Qu'ils soient accros à l'héroïne, à la cocaïne ou au haschich, les toxicomanes portugais ne sont pas traités comme des criminels, mais comme des malades. Alors que la Cour suprême vient d'ouvrir la voie à de nouveaux sites d'injection au Canada, voici le bilan d'une approche unique au monde.

Quand la police lui a demandé s'il avait de la drogue en sa possession, Nuno Barbosa a commencé par nier avec aplomb.
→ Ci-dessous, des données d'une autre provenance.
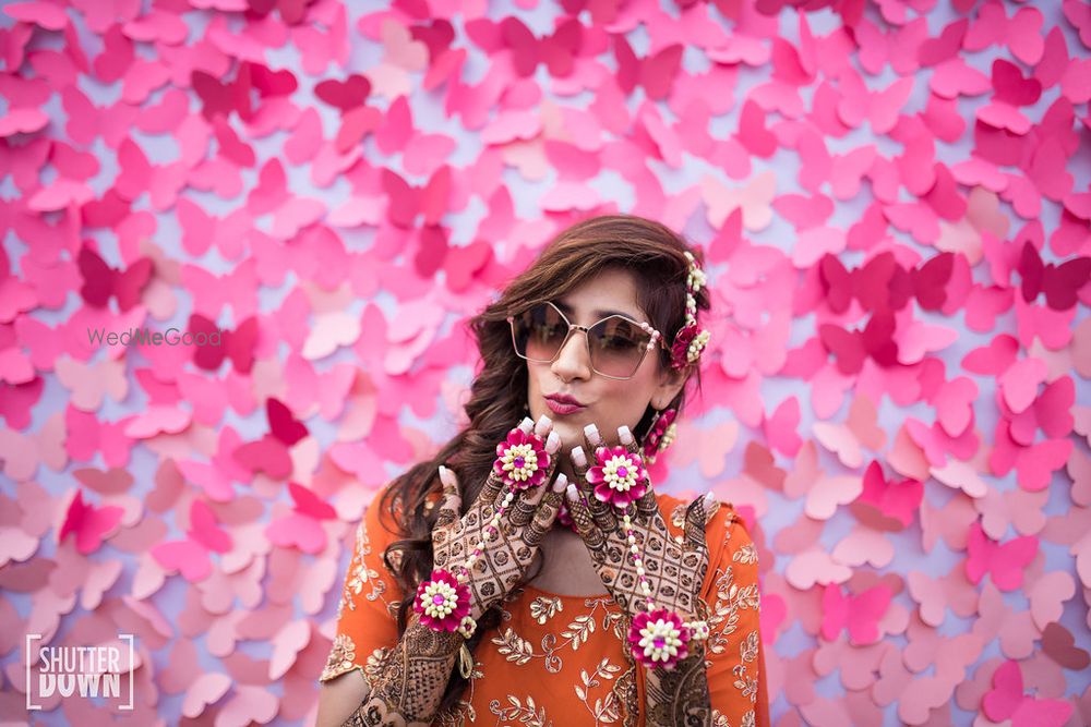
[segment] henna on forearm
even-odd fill
[[[432,724],[463,641],[458,633],[424,626],[413,614],[371,693],[341,727]]]
[[[711,725],[712,700],[705,671],[705,650],[691,649],[690,655],[675,664],[673,669],[648,669],[644,701],[649,727]]]

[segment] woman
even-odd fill
[[[645,468],[704,282],[668,228],[597,217],[473,318],[470,423],[368,509],[319,725],[769,724],[754,545]]]

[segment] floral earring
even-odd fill
[[[644,459],[648,464],[654,464],[659,453],[674,441],[674,437],[678,434],[678,427],[674,425],[676,416],[678,410],[673,407],[661,411],[656,410],[656,415],[651,420],[651,426],[648,427],[648,434],[644,436],[643,452]]]

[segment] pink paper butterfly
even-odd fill
[[[981,706],[993,722],[1010,719],[1011,727],[1062,727],[1072,714],[1065,700],[1040,700],[1023,693],[1019,662],[1008,659],[993,673],[993,689]]]
[[[117,531],[123,514],[124,508],[115,505],[96,508],[84,502],[83,490],[76,489],[64,512],[61,529],[57,533],[57,542],[63,543],[69,534],[74,533],[75,545],[80,553],[83,555],[94,553],[105,538]]]
[[[80,249],[77,264],[83,276],[83,288],[80,290],[83,300],[105,308],[110,298],[117,298],[122,313],[140,303],[141,293],[155,270],[149,257],[140,257],[123,269],[112,268],[88,246]]]
[[[313,492],[295,482],[288,483],[288,490],[295,501],[292,512],[273,521],[265,533],[280,547],[295,546],[311,555],[321,553],[326,547],[326,531],[322,528],[322,521],[335,519],[337,511]]]
[[[860,595],[846,596],[841,586],[829,583],[823,592],[822,635],[834,641],[846,628],[849,642],[855,645],[873,644],[879,640],[879,621],[890,607],[890,589],[875,585]]]
[[[185,540],[159,543],[152,548],[152,557],[168,571],[181,572],[194,583],[208,578],[212,572],[209,556],[231,549],[231,536],[219,528],[216,513],[204,500],[194,499],[190,505],[190,529]]]
[[[512,65],[520,77],[533,75],[544,63],[550,75],[564,77],[572,73],[583,45],[584,26],[575,17],[556,25],[552,35],[535,37],[523,21],[508,16],[500,23],[480,17],[466,23],[466,34],[479,47],[490,52],[508,49]]]
[[[274,480],[283,480],[291,474],[292,461],[288,448],[308,436],[307,426],[296,419],[279,400],[265,400],[265,414],[269,422],[269,434],[257,441],[249,441],[235,449],[235,461],[250,472],[265,472]]]
[[[966,574],[974,584],[987,573],[1000,591],[1022,586],[1023,570],[1038,555],[1038,538],[1023,535],[1000,545],[982,530],[981,523],[970,526],[967,538]]]

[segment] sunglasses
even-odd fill
[[[644,356],[662,339],[650,325],[622,315],[607,316],[591,326],[577,326],[549,301],[508,316],[507,322],[512,325],[515,353],[535,363],[552,363],[572,331],[584,331],[591,369],[607,378],[633,378]]]

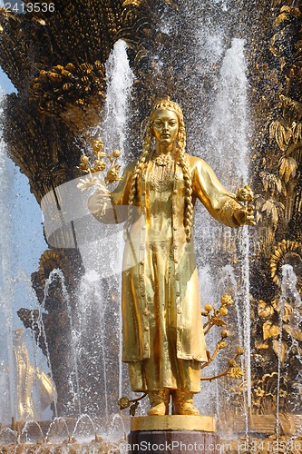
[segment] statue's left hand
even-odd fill
[[[239,225],[256,225],[254,221],[254,206],[242,206],[234,212],[234,218]]]

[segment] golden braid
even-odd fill
[[[186,130],[182,118],[180,119],[178,145],[179,145],[180,163],[183,173],[183,181],[185,185],[185,212],[184,212],[183,223],[186,232],[186,239],[187,242],[189,242],[192,236],[194,206],[192,202],[192,182],[190,176],[190,172],[184,154],[184,150],[186,146]]]
[[[128,199],[128,216],[123,229],[123,236],[125,241],[128,240],[128,230],[131,226],[132,220],[132,212],[133,212],[132,207],[136,194],[136,182],[140,173],[143,169],[146,158],[151,149],[151,142],[152,142],[152,122],[151,119],[150,119],[146,125],[145,138],[142,143],[142,153],[134,167],[133,175],[132,178],[132,185],[130,187],[129,199]]]

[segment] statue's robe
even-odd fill
[[[185,154],[197,199],[220,222],[239,227],[241,206],[202,160]],[[101,222],[127,217],[136,163],[125,170],[109,206],[93,195],[88,206]],[[193,241],[187,242],[183,173],[177,157],[166,165],[147,159],[136,181],[133,222],[123,257],[122,360],[129,363],[132,388],[200,390],[200,367],[207,360]],[[109,203],[109,205],[111,204]],[[114,216],[112,215],[114,212]]]

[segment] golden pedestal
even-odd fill
[[[132,418],[132,432],[137,430],[200,430],[216,432],[216,420],[212,416],[138,416]]]
[[[161,454],[220,453],[211,416],[139,416],[132,418],[128,452]]]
Mais le sachet coincé derrière la ceinture de son pantalon est tombé sur le trottoir.

La preuve était là: 4,5 grammes de haschich, un demi-gramme en deçà de la limite qui, selon la loi portugaise, sépare les simples consommateurs des trafiquants.

Il y a une décennie, ce délit aurait coûté cher au jeune enseignant d'une école primaire de Lisbonne. Il aurait pu être jugé et écoper d'un dossier criminel. La consommation de narcotiques était alors considérée comme un crime passible d'emprisonnement.

Mais en 2001, le Portugal a changé de cap. Aujourd'hui, les consommateurs de drogues relèvent du ministère de la Santé. L'usage des narcotiques est traité comme une infraction, tel un excès de vitesse. Et ce n'est pas un juge, mais un sociologue ou un psychologue qui impose les sanctions.

Au pire, le contrevenant paie une amende. La sentence peut être levée s'il accepte de suivre un traitement. Et dans la majorité des cas, la procédure est simplement suspendue.

Visiblement nerveux, Nuno Barbosa s'est pointé à la Commission de dissuasion des toxicomanies de Lisbonne un jeudi matin d'octobre. Il a assuré la travailleuse sociale que le «haschich ne jouait pas un rôle important» dans sa vie. Puis il sa comparu devant le sociologue Nuno Portugal. Avec son veston de velours côtelé et sa barbe de quelques jours, celui-ci n'avait rien pour intimider. Comme Nuno Barbosa en était à sa première infraction, il s'en est tiré sans la moindre sanction.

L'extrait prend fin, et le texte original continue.